From that point forward, the court turned the tables and did everything possible to allow for meaningful citizen participation. This included utilizing the school for a packed public hearing when it was clear we needed more room; getting sound systems operational, so we could all hear; posting drafts of the permit, so we could review in advance; holding meetings in the evenings, so those with work commitments could attend; answering emails and phone calls; bringing in external legal advice; calling other counties for advice; consulting local emergency services about our questions; and more. The vote was delayed three times so information we brought forward could be considered, a four-hour public workshop was held where we went line by line, and both north and south county had a chance to weigh in during the process.

If I were to stand up with a sign today, it would look very different. Instead of 240 vs. 37, you’d see 240 vs. 637. The court turned these numbers around in a significant way.

I’d like to thank Judge Guevara and Commissioners Aranda, Bentley, Cabezuela, Knight and the courthouse staff for listening, considering, and collaborating in this process. Constituents were heard, and the court was transparent in their decision making. The result is a mass gathering permit application that is the strongest and most thorough of any in our state, while still being mindful of the smaller events, which increase tourism and contribute to our daily life.

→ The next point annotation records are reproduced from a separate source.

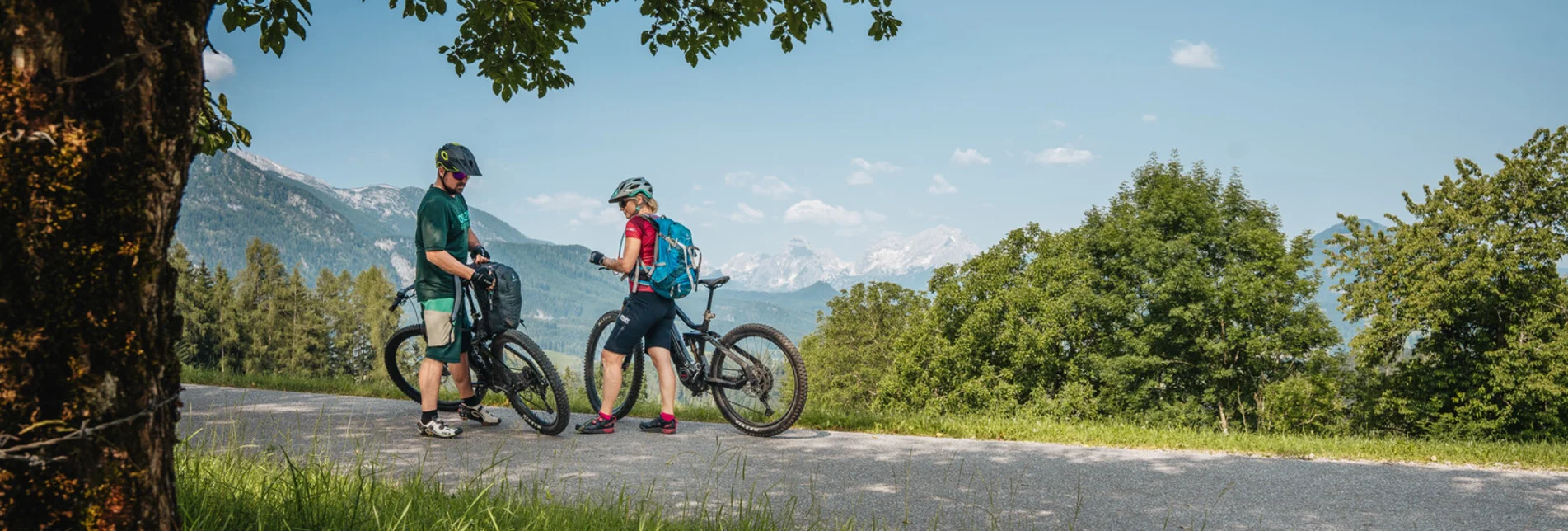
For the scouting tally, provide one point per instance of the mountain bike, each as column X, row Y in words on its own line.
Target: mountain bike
column 508, row 364
column 756, row 371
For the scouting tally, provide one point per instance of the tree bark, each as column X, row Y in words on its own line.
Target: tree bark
column 99, row 102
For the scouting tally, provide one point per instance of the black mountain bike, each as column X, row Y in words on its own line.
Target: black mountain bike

I’m also thankful for the many people in this community who contributed to the discussion, attended meetings, provided feedback on permit drafts, dived into research, and spread the word. As we moved through this process, our community was consistently contributing and never lost hope that this document could be better — it made all the difference.

Together we accomplished a great deal, and I am proud of what was passed on Wednesday.

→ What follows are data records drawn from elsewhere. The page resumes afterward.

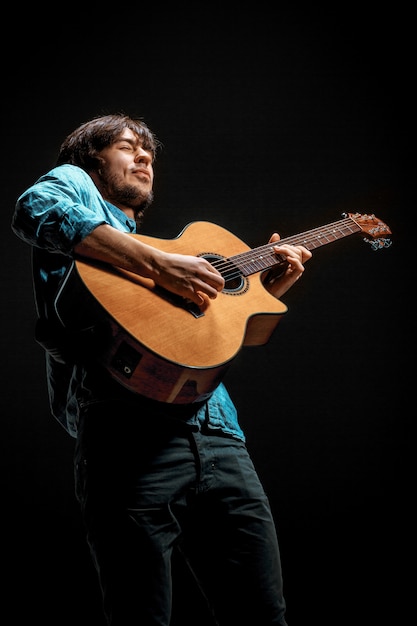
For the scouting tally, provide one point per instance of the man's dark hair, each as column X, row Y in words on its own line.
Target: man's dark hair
column 82, row 146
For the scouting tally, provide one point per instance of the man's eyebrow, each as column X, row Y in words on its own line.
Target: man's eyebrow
column 133, row 142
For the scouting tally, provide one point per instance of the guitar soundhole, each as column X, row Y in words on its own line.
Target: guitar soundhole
column 234, row 279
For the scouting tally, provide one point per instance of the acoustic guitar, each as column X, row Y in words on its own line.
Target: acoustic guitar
column 166, row 348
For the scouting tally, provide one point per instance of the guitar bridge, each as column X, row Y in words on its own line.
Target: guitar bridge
column 179, row 301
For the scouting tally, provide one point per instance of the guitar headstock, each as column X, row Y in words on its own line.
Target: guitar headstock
column 373, row 227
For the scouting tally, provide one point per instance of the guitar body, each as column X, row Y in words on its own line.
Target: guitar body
column 157, row 344
column 161, row 346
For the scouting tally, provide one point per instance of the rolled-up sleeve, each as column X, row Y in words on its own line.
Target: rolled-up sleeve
column 59, row 210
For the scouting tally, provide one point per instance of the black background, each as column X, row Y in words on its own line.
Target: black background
column 271, row 120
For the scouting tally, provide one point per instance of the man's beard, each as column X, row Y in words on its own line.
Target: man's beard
column 120, row 193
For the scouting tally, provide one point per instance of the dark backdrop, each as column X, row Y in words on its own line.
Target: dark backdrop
column 270, row 120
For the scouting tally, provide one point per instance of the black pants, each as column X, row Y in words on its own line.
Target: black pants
column 150, row 492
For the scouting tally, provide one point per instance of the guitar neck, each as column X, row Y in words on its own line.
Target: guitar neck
column 264, row 257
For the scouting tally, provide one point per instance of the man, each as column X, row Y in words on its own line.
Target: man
column 153, row 478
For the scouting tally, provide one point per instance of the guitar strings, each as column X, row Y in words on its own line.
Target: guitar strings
column 264, row 257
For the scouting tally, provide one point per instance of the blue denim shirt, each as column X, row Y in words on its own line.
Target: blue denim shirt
column 53, row 216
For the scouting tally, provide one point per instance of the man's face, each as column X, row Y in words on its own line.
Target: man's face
column 125, row 176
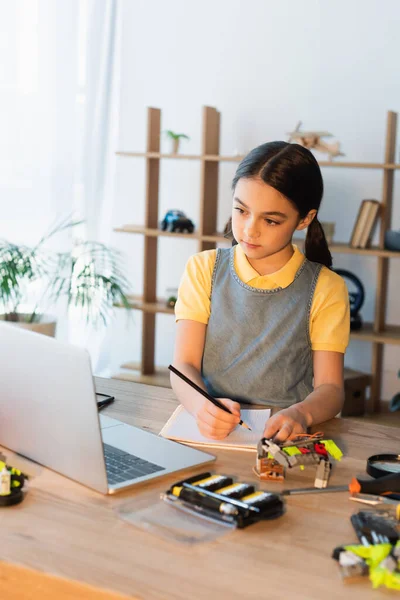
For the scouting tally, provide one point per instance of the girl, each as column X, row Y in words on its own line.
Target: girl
column 261, row 323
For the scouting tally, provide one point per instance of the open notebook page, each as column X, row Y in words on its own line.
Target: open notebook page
column 182, row 427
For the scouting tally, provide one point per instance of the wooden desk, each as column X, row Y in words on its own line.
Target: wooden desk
column 67, row 542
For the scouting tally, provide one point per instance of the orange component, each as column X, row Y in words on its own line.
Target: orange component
column 270, row 470
column 354, row 486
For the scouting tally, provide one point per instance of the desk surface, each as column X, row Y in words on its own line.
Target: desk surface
column 65, row 541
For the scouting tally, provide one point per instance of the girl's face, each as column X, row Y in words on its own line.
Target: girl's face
column 263, row 221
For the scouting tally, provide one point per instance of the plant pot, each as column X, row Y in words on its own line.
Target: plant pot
column 46, row 324
column 175, row 146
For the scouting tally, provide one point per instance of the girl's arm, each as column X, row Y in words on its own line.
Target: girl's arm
column 324, row 403
column 189, row 347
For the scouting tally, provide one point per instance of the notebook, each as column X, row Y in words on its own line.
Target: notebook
column 182, row 427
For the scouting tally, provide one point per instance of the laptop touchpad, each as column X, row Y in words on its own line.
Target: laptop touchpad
column 108, row 422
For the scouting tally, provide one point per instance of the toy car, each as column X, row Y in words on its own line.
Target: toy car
column 176, row 221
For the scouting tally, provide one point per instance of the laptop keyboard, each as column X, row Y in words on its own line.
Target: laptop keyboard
column 122, row 466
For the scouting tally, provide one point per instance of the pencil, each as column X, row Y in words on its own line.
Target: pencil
column 205, row 394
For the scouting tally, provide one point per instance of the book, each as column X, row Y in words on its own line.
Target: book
column 182, row 427
column 359, row 224
column 371, row 220
column 364, row 224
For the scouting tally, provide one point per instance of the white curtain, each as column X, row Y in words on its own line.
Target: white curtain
column 59, row 84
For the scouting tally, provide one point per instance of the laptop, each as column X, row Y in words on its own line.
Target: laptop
column 49, row 414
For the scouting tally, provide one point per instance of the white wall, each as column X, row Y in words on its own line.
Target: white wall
column 265, row 65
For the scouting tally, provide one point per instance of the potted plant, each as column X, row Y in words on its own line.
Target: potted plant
column 88, row 277
column 175, row 140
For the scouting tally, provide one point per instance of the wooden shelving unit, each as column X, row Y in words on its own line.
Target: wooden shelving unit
column 378, row 333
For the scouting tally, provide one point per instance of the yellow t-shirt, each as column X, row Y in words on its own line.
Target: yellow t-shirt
column 329, row 315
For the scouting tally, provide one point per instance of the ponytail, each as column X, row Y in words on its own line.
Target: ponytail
column 316, row 246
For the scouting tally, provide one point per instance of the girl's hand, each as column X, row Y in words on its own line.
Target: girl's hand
column 286, row 424
column 215, row 423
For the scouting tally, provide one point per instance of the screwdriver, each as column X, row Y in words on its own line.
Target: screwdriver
column 389, row 484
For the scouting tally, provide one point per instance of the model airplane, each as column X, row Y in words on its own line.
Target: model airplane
column 312, row 140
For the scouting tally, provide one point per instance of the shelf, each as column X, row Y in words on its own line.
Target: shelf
column 154, row 232
column 137, row 303
column 160, row 378
column 343, row 248
column 339, row 247
column 238, row 158
column 391, row 334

When C3 Presents uses this permit application to apply for their event, I believe the court and emergency officials will have a good idea of what is being proposed and will be able to consider what is really before them.

Shelley Bernstein

Marfa, Texas


Dear Editor,

Nearly three women are killed every day by their domestic partners in this country.

In regards to the recent Sullivan mistrial, I am alarmed by the lack of forensic evidence given in testimony.

Though I could not sit and listen to the trial, and I know the newspapers could not print all of it, it seems that the science of evidence evaluation was alarmingly missing!

My questions range all over concerning the crime scene: from whether or not the woman’s body had her hands bagged and fingernails scrapings analyzed, to if the bloody footprints were being tracked. And why did a pastor testify about the lack of “visible blood” on Sullivan’s dirty clothing which was in a duffel bag? Dry blood on clothing turns black. Were these clothing items analyzed? Why would a pastor’s testimony be acceptable on this matter? If there was blood, then whose was it?

Where is the murder weapon? Was a police dog used to track a killer “fleeing the house”?

A young person’s mind is malleable and, as anyone in the world of social work knows, a child will always want to go back to the parent, however dysfunctional or horrid the relationship is. It is all the child knows. The fact that a child’s testimony is unreliable is simply because they are CHILDREN.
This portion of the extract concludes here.